80% LTV is generally only available for applicants either permanently residing or living here for at least 180 days per year. Most banks are now requiring or requesting 40% down payment making it 60% LTV unless you are a resident.


----------



## mollymore (Jun 24, 2009)

sorry for being thick but what is L T V 
MOLLY


----------



## Veronica (Apr 5, 2008)

mollymore said:


> sorry for being thick but what is L T V
> MOLLY


LTV means Loan-to-Value. 
The loan balance is compared to the purchase price or the value of the home.

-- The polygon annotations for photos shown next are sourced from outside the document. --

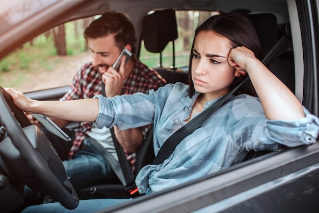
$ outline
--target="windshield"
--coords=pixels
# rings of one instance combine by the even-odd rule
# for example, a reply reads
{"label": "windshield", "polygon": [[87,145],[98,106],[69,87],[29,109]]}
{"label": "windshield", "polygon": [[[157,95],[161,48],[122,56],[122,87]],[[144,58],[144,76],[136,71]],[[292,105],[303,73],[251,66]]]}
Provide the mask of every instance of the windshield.
{"label": "windshield", "polygon": [[0,34],[59,0],[10,0],[0,7]]}

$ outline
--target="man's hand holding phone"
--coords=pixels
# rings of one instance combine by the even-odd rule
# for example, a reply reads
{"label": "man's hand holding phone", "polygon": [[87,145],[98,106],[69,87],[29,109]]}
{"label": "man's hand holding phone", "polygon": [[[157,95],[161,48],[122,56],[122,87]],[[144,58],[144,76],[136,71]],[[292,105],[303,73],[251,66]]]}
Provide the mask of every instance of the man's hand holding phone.
{"label": "man's hand holding phone", "polygon": [[119,72],[119,70],[120,70],[121,62],[122,62],[122,59],[124,56],[126,57],[125,63],[125,64],[126,64],[127,61],[128,61],[128,60],[129,60],[129,58],[131,57],[131,56],[132,56],[132,54],[127,49],[124,49],[123,50],[119,57],[117,58],[117,59],[116,59],[116,61],[115,61],[115,62],[112,66],[112,67],[115,68],[116,70],[117,70],[117,72]]}
{"label": "man's hand holding phone", "polygon": [[[121,94],[122,87],[126,78],[125,68],[132,54],[124,49],[112,67],[102,76],[102,80],[105,84],[105,93],[108,97]],[[122,68],[121,66],[123,67]]]}

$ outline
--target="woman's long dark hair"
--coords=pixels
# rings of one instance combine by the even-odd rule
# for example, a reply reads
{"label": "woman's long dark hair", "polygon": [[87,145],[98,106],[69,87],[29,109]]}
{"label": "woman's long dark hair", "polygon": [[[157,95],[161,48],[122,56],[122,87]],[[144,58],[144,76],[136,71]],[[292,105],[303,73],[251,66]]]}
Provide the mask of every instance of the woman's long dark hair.
{"label": "woman's long dark hair", "polygon": [[[253,23],[248,17],[237,12],[225,13],[209,17],[200,25],[195,32],[189,63],[189,94],[190,98],[193,97],[195,92],[191,74],[192,60],[194,57],[193,49],[196,36],[201,31],[215,32],[229,39],[232,42],[232,45],[234,48],[245,46],[251,50],[258,59],[261,60],[262,57],[258,35]],[[235,78],[229,85],[229,90],[243,81],[245,78],[246,76],[244,75]],[[257,96],[250,80],[248,79],[243,84],[234,94],[241,93]]]}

For an example, a loan balance of 80,000 on a home valued at 100,000 would carry an LTV of 80%.


----------



## Veronica (Apr 5, 2008)

BMC said:


> Hi,
> 
> I have been trying to research this but to not much success but a few people on here seem to work in real estate so may know the answer off hand.
> 
> ...


I cant remember Cyprus banks ever giving 100% mortgages so that must certainly be very very out of date.
You can still get mortgages of 70% on some off plan and with help from the developers it can actually in some cases be as much as 80% but that is rare these days.
In the case of resales the most you can get now is 60% and then only if the developer is willing to sign the transfer which some are now unwilling to do if the buyer needs a mortgage.
It seems that the developers and the banks are conspiring to force buyers to go for new builds making it much harder to sell a resale.


----------



## mollymore (Jun 24, 2009)

*Ltv*

:confused2:


Veronica said:


> LTV means Loan-to-Value.
> The loan balance is compared to the purchase price or the value of the home. For an example, a loan balance of 80,000 on a home valued at 100,000 would carry an LTV of 80%.


Thanks Veronica i would never have worked that out
Mollt


----------